New research has found that individuals who are more connected socially are likely to experience robot anthropomorphism, or humans viewing robots as having human-like traits.
About the research: Dang and Liu conducted the research in a series of three studies
. They examined a total of 599 Chinese adult participants on “the effect of social connectedness on robot anthropomorphism.”
Anthropomorphism, at its core, is the attribution of human characteristics to objects and animals. Some forms of anthropomorphism include showing empathy to inanimate items that people perceive as having human-like traits.
How the tests went: In the first study, Dang and Liu had participants watch a video of a man knocking down a robot. In the second study, participants were presented with pictures and descriptions of Xiaody the robot receptionist and Lovot the robot companion and asked them about their interest in human-robot interaction. In the third study, participants were given false feedback regarding their interest in robots to determine if their perceived disinterest in robots could change how human-like they viewed the robots.

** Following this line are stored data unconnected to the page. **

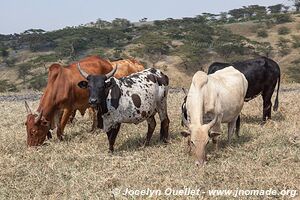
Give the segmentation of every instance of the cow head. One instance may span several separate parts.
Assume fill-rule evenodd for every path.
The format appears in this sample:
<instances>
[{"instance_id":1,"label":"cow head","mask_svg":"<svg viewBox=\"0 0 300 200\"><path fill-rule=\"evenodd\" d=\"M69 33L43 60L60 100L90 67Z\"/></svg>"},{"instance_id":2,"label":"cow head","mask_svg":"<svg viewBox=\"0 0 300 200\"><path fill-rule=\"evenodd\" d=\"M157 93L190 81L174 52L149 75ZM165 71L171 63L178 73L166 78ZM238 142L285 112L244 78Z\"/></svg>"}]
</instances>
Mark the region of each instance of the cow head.
<instances>
[{"instance_id":1,"label":"cow head","mask_svg":"<svg viewBox=\"0 0 300 200\"><path fill-rule=\"evenodd\" d=\"M80 74L87 80L80 81L78 86L82 89L89 90L89 104L92 107L100 107L100 105L106 101L107 88L109 87L107 79L116 73L117 67L118 66L114 67L111 72L105 75L90 75L81 69L78 63L77 68Z\"/></svg>"},{"instance_id":2,"label":"cow head","mask_svg":"<svg viewBox=\"0 0 300 200\"><path fill-rule=\"evenodd\" d=\"M190 125L188 131L181 132L181 135L188 137L189 152L196 157L195 164L202 166L206 161L206 145L209 141L209 130L217 122L218 116L208 124L194 126Z\"/></svg>"},{"instance_id":3,"label":"cow head","mask_svg":"<svg viewBox=\"0 0 300 200\"><path fill-rule=\"evenodd\" d=\"M27 119L25 122L27 130L27 146L42 145L46 139L51 138L50 122L43 117L43 112L33 114L25 101L25 108L27 111Z\"/></svg>"}]
</instances>

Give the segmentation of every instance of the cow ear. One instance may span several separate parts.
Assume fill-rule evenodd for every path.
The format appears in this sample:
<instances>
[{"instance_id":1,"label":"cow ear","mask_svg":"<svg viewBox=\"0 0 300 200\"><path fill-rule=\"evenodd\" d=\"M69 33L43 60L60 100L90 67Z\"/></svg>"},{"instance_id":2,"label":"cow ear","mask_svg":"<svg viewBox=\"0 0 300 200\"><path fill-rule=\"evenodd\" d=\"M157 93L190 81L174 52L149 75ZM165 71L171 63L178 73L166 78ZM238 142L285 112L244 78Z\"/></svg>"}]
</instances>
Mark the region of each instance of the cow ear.
<instances>
[{"instance_id":1,"label":"cow ear","mask_svg":"<svg viewBox=\"0 0 300 200\"><path fill-rule=\"evenodd\" d=\"M87 81L80 81L77 85L78 85L78 87L80 87L82 89L87 89L88 82Z\"/></svg>"},{"instance_id":2,"label":"cow ear","mask_svg":"<svg viewBox=\"0 0 300 200\"><path fill-rule=\"evenodd\" d=\"M189 131L181 131L181 135L182 135L183 137L188 137L188 136L191 135L191 133L190 133Z\"/></svg>"}]
</instances>

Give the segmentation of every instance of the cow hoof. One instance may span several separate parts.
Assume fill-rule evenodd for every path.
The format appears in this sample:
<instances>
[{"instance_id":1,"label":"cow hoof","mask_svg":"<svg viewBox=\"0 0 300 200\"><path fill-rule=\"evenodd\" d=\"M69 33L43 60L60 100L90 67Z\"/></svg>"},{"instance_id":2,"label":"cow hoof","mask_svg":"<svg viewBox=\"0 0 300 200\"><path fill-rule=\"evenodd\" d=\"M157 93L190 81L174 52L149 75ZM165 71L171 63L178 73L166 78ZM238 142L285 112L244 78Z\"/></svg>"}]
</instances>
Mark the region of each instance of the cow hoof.
<instances>
[{"instance_id":1,"label":"cow hoof","mask_svg":"<svg viewBox=\"0 0 300 200\"><path fill-rule=\"evenodd\" d=\"M165 144L171 144L170 140L168 140L168 139L162 139L161 141Z\"/></svg>"},{"instance_id":2,"label":"cow hoof","mask_svg":"<svg viewBox=\"0 0 300 200\"><path fill-rule=\"evenodd\" d=\"M114 153L114 149L109 149L108 153L113 154Z\"/></svg>"},{"instance_id":3,"label":"cow hoof","mask_svg":"<svg viewBox=\"0 0 300 200\"><path fill-rule=\"evenodd\" d=\"M144 142L144 147L148 147L150 145L150 141L145 141Z\"/></svg>"}]
</instances>

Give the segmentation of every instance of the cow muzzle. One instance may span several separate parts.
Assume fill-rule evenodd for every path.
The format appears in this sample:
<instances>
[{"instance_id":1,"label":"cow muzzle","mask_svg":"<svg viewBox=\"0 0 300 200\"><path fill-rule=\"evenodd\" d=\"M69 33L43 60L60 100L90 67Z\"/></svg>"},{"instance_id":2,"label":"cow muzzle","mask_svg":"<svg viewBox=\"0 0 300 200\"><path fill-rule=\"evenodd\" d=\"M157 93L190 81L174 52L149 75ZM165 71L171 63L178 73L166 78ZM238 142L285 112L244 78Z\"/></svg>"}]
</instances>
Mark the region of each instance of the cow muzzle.
<instances>
[{"instance_id":1,"label":"cow muzzle","mask_svg":"<svg viewBox=\"0 0 300 200\"><path fill-rule=\"evenodd\" d=\"M97 103L98 103L97 99L95 99L95 98L89 99L89 104L90 104L91 106L96 107L96 106L97 106Z\"/></svg>"}]
</instances>

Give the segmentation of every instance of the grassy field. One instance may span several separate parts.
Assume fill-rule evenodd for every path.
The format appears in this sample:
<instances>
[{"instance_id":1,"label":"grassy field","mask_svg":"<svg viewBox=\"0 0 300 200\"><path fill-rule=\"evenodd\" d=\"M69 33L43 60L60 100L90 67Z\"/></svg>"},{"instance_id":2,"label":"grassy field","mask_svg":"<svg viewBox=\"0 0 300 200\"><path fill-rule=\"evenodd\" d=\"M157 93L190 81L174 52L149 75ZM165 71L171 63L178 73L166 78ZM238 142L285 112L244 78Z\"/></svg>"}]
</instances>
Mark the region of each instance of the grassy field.
<instances>
[{"instance_id":1,"label":"grassy field","mask_svg":"<svg viewBox=\"0 0 300 200\"><path fill-rule=\"evenodd\" d=\"M149 147L143 147L146 123L126 125L116 140L115 153L108 153L106 134L89 133L88 115L76 116L66 129L66 139L56 135L38 149L26 147L23 101L1 101L0 199L145 199L117 194L131 190L167 188L200 189L198 199L212 199L211 189L293 189L300 192L300 85L282 87L279 111L260 125L262 101L245 103L241 137L227 144L223 127L221 148L209 146L208 163L197 168L180 136L182 93L169 95L171 144L159 142L159 121ZM275 96L275 95L274 95ZM38 101L30 101L36 108ZM118 189L116 189L118 188ZM149 197L149 196L148 196ZM268 196L269 199L290 196ZM152 196L153 199L185 199L187 196ZM189 198L193 198L189 196ZM232 196L218 196L232 199ZM265 199L239 196L237 199Z\"/></svg>"}]
</instances>

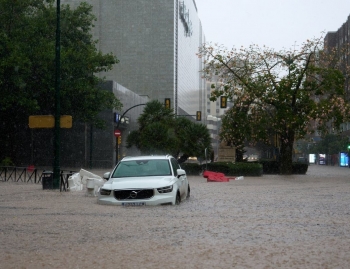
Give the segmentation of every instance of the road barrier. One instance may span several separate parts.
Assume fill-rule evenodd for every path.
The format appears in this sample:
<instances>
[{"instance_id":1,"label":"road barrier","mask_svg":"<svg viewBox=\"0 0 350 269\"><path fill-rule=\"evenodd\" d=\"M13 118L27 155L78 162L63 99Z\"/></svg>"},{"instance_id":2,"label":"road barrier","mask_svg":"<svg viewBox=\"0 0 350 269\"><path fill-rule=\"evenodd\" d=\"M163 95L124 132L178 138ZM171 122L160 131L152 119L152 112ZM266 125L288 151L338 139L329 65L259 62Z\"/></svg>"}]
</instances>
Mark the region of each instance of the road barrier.
<instances>
[{"instance_id":1,"label":"road barrier","mask_svg":"<svg viewBox=\"0 0 350 269\"><path fill-rule=\"evenodd\" d=\"M33 166L16 167L16 166L0 166L0 181L13 181L24 183L42 183L43 173L45 170L37 169ZM74 171L61 170L60 173L60 191L68 190L68 178L73 175Z\"/></svg>"}]
</instances>

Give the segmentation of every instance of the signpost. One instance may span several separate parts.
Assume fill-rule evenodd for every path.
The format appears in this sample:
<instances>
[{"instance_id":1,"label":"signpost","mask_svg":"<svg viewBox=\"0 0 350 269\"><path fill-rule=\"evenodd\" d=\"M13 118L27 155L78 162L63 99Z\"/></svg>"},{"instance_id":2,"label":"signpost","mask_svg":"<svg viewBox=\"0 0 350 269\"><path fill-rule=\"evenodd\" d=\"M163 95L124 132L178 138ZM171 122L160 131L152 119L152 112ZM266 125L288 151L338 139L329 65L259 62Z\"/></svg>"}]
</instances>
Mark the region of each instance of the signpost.
<instances>
[{"instance_id":1,"label":"signpost","mask_svg":"<svg viewBox=\"0 0 350 269\"><path fill-rule=\"evenodd\" d=\"M119 145L120 145L120 141L122 138L122 132L119 129L115 129L114 130L114 136L115 136L115 155L116 155L116 160L118 163L119 160Z\"/></svg>"},{"instance_id":2,"label":"signpost","mask_svg":"<svg viewBox=\"0 0 350 269\"><path fill-rule=\"evenodd\" d=\"M138 104L138 105L135 105L135 106L132 106L130 107L129 109L127 109L120 117L119 117L119 114L118 115L118 122L117 122L117 129L114 130L114 135L116 137L116 145L115 145L115 153L116 153L116 156L115 156L115 160L116 160L116 164L118 164L118 161L119 161L119 144L121 143L121 139L118 139L119 137L121 137L121 131L118 129L119 127L119 124L120 124L120 120L125 116L125 114L130 110L130 109L133 109L134 107L137 107L137 106L144 106L146 104ZM120 120L119 120L120 119Z\"/></svg>"},{"instance_id":3,"label":"signpost","mask_svg":"<svg viewBox=\"0 0 350 269\"><path fill-rule=\"evenodd\" d=\"M115 137L118 137L118 136L121 136L121 135L122 135L122 132L120 130L118 130L118 129L114 130L114 136Z\"/></svg>"}]
</instances>

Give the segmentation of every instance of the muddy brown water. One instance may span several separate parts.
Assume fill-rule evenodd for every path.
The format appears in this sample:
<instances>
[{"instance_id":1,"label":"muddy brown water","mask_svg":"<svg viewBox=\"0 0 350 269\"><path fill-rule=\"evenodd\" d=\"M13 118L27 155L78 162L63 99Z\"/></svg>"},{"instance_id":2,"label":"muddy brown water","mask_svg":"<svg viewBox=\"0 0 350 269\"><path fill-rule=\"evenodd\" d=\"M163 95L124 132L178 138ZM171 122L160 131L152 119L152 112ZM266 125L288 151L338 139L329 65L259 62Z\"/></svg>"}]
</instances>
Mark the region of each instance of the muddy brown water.
<instances>
[{"instance_id":1,"label":"muddy brown water","mask_svg":"<svg viewBox=\"0 0 350 269\"><path fill-rule=\"evenodd\" d=\"M190 176L180 206L127 208L0 181L0 268L350 268L349 175Z\"/></svg>"}]
</instances>

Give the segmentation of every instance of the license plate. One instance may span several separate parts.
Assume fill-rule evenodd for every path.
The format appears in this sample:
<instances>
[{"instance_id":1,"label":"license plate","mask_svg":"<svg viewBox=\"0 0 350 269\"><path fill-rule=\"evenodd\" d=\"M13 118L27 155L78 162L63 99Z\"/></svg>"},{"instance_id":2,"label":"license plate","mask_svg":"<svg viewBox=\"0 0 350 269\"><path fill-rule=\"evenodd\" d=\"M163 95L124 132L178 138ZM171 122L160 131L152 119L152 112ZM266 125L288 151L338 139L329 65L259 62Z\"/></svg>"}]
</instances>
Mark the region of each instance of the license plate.
<instances>
[{"instance_id":1,"label":"license plate","mask_svg":"<svg viewBox=\"0 0 350 269\"><path fill-rule=\"evenodd\" d=\"M135 202L135 203L122 203L122 206L144 206L145 202Z\"/></svg>"}]
</instances>

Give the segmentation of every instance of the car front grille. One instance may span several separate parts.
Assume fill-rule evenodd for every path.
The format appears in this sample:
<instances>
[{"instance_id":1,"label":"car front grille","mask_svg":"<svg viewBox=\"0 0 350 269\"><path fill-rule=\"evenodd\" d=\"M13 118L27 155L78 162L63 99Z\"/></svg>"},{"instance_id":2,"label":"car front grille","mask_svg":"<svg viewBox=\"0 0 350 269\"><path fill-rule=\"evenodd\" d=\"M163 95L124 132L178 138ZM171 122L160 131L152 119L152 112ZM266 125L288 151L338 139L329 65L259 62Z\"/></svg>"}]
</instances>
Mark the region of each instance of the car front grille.
<instances>
[{"instance_id":1,"label":"car front grille","mask_svg":"<svg viewBox=\"0 0 350 269\"><path fill-rule=\"evenodd\" d=\"M114 198L117 200L149 199L153 195L153 189L114 190Z\"/></svg>"}]
</instances>

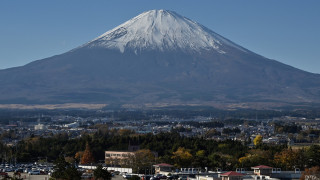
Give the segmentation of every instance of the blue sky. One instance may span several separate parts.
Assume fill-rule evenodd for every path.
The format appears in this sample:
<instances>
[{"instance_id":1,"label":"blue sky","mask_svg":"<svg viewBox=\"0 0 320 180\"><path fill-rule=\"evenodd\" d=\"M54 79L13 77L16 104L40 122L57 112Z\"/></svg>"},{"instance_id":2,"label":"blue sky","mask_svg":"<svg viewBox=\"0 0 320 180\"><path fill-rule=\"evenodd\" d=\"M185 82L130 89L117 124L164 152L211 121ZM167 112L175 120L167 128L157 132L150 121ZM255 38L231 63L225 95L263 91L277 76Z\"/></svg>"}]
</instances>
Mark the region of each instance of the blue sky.
<instances>
[{"instance_id":1,"label":"blue sky","mask_svg":"<svg viewBox=\"0 0 320 180\"><path fill-rule=\"evenodd\" d=\"M0 69L69 51L167 9L270 59L320 73L319 0L1 0Z\"/></svg>"}]
</instances>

The results: The researchers found that the group more socially connected in the first study showed higher levels of robot anthropomorphism than those in the control group and the group made to feel disconnected.
Following the second study, Dang and Liu learned that genuine interest in human-robot interactions also helped enhance robot anthropomorphism. The third study revealed that participants who were falsely told they had a higher genuine interest in robots were reportedly more prone to robot anthropomorphism.
According to the authors, their study revealed that social connectedness “promotes people’s genuine interest in robots, which in turn facilitates their tendencies toward anthropomorphizing robots.”
Another study: Dang also published another study in April that examined the link between loneliness and robot anthropomorphism in Chinese and American cultures. Dang concluded that lonely people in the West are “more likely to anthropomorphize robots,” while those from East Asian cultures “exhibit less preference” for it.